Depois de ter ultrapassado recentemente a Nigéria, o primeiro produtor africano de petróleo, a Costa do Marfim acaba de ultrapassar em riqueza per capita (por habitante) Angola, o segundo produtor continental de petróleo, com uma produção cerca de trinta vezes superior, e o segundo produtor africano de diamantes.

Esse desempenho é fruto das inúmeras reformas realizadas na última década, bem como de uma ativa política de diversificação.

Segundo dados recentemente divulgados pelo Banco Mundial, a Costa do Marfim tinha um PIB por habitante de 2.326 dólares no início de 2021, ultrapassando agora Angola, cuja riqueza por habitante se situa em 1 896 dólares

Os resultados da Costa do Marfim podem ser explicados pelas profundas reformas levadas a cabo pelo país para melhorar o clima de negócios e atrair investidores, bem como por uma política de diversificação das fontes de rendimento e grandes obras de construção e o controlo da inflação.
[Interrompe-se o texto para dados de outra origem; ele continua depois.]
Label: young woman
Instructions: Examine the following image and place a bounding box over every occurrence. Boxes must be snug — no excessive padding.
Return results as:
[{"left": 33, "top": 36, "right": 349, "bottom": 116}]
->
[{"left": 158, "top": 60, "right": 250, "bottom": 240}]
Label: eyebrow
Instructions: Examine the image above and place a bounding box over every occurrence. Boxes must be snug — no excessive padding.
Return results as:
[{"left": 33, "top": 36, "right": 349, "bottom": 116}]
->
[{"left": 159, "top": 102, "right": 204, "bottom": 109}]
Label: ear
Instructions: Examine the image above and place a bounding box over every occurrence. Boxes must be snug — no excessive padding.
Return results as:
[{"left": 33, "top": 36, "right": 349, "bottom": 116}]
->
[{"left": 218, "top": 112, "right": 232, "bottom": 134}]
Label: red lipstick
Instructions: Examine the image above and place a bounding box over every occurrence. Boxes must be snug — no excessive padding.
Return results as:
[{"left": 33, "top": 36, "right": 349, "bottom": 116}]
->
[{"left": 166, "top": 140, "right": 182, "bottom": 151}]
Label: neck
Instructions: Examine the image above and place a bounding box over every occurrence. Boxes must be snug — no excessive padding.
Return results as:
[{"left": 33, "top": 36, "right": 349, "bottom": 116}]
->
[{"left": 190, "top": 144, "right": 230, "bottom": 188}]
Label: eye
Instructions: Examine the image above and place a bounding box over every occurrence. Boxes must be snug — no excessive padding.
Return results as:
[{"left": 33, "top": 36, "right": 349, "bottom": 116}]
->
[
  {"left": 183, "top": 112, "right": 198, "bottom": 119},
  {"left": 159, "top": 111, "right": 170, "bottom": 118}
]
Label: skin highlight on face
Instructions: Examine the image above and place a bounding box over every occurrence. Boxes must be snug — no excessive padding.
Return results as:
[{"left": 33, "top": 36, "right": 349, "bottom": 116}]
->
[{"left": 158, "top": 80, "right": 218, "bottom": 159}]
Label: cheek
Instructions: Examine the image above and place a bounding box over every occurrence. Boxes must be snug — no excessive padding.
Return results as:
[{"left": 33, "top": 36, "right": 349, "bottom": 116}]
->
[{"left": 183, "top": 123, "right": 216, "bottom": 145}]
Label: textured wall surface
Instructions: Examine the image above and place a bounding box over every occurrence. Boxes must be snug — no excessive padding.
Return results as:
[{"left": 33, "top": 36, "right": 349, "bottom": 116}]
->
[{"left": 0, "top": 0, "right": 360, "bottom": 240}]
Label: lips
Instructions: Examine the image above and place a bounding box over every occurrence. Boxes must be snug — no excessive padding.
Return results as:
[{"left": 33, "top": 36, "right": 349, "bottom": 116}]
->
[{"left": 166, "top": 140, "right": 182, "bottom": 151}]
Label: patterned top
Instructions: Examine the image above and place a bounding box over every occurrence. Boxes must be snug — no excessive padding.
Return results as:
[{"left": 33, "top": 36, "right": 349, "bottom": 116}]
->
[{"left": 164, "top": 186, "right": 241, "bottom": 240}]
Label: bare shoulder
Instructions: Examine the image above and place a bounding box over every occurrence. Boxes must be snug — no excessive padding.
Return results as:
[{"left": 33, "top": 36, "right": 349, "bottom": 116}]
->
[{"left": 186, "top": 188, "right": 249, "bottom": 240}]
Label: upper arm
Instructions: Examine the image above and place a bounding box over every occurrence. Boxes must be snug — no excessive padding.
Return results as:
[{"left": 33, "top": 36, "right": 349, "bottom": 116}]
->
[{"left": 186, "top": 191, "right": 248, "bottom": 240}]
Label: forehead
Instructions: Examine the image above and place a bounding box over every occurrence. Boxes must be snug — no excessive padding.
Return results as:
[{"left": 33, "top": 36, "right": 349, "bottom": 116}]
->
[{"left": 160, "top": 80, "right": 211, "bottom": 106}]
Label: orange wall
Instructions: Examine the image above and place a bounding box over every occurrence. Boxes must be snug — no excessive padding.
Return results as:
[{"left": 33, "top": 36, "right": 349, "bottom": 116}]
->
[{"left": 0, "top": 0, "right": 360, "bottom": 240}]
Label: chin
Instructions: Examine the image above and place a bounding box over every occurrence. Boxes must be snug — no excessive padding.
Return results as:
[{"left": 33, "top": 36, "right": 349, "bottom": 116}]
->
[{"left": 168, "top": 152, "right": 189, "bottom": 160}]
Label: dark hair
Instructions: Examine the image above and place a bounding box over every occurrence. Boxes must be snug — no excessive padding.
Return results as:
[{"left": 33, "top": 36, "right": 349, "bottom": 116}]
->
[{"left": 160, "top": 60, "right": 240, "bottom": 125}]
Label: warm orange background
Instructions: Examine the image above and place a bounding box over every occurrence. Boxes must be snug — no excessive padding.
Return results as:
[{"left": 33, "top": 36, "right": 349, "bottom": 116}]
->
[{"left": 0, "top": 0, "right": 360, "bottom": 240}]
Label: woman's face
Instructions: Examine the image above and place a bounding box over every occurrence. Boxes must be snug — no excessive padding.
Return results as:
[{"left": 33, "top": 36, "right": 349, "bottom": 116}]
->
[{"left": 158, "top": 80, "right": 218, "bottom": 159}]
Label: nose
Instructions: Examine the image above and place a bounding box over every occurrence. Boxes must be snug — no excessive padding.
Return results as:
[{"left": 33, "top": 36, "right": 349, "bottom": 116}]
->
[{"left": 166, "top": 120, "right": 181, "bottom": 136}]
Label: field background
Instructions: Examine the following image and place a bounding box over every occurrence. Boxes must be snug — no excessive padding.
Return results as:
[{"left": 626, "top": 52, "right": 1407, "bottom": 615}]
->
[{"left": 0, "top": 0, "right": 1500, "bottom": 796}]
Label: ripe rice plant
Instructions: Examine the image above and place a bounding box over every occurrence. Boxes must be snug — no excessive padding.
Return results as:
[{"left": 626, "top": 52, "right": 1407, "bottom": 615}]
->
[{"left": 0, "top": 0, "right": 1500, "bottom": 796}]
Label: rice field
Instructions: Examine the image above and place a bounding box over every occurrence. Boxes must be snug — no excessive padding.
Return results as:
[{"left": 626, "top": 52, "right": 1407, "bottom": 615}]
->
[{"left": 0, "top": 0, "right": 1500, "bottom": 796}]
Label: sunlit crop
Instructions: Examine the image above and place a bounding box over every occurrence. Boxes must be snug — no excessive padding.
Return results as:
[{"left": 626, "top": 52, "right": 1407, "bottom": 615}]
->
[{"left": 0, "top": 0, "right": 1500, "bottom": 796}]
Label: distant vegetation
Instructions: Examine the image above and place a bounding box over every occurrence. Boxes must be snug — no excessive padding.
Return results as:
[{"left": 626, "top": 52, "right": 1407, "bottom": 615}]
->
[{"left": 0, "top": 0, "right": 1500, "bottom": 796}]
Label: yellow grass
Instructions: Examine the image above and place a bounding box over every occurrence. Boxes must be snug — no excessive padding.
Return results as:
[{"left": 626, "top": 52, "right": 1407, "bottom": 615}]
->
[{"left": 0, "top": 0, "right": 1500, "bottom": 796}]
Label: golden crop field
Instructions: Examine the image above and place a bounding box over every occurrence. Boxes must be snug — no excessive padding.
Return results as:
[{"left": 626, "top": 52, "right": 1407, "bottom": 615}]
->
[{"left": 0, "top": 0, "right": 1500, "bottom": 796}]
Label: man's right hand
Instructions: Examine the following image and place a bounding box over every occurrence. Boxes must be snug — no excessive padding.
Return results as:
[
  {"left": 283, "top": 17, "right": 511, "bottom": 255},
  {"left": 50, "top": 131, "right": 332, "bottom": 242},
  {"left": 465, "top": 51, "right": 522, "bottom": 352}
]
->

Estas reformas foram acompanhadas pela conclusão de grandes obras em todo o país (estradas, pontes, transportes públicos – como o futuro elétrico e o metro de Abidjan, centrais elétricas, redes de telecomunicações, habitação social), bem como uma política ativa de diversificação de fontes de receitas, apoiando-se nomeadamente no desenvolvimento do sector agrícola, das indústrias transformadoras ou mesmo da produção de eletricidade.

Já por muito tempo o maior produtor mundial de cacau, a Costa do Marfim também subiu na última década na classificação mundial na produção de castanhas de caju ao primeiro lugar africano (e quarto no mundo) na borracha, da qual já responde por cerca de 80% da produção continental.

O país também é o segundo produtor africano de óleo de palma (atrás da Nigéria) e recentemente tornou-se o segundo maior produtor de algodão (depois do Benim).

Além disso, o país possui um setor pesqueiro bastante grande, sendo o maior produtor africano de atum.

Paralelamente com o aumento da produção agrícola, o país também tem dado especial atenção à transformação local da produção, fonte de muito maior valor agregado que também contribui para a industrialização.

Assim, e graças à proliferação de fábricas de processamento, incentivada por um quadro favorável ao investimento, a Costa do Marfim hoje transforma localmente (todas as etapas de processamento combinadas) dois terços de sua produção de borracha natural e atum, quase um quarto de sua produção de cacau e cerca de 12% de sua produção de caju.

O país também pretende aumentar ainda mais esses níveis de processamento local, especialmente nos setores de cacau e castanha de caju, para os quais espera atingir um nível de 50% até 2025.

Muito recentemente, em junho passado 2021, a maior unidade de processamento de caju do país, acaba de iniciar a produção.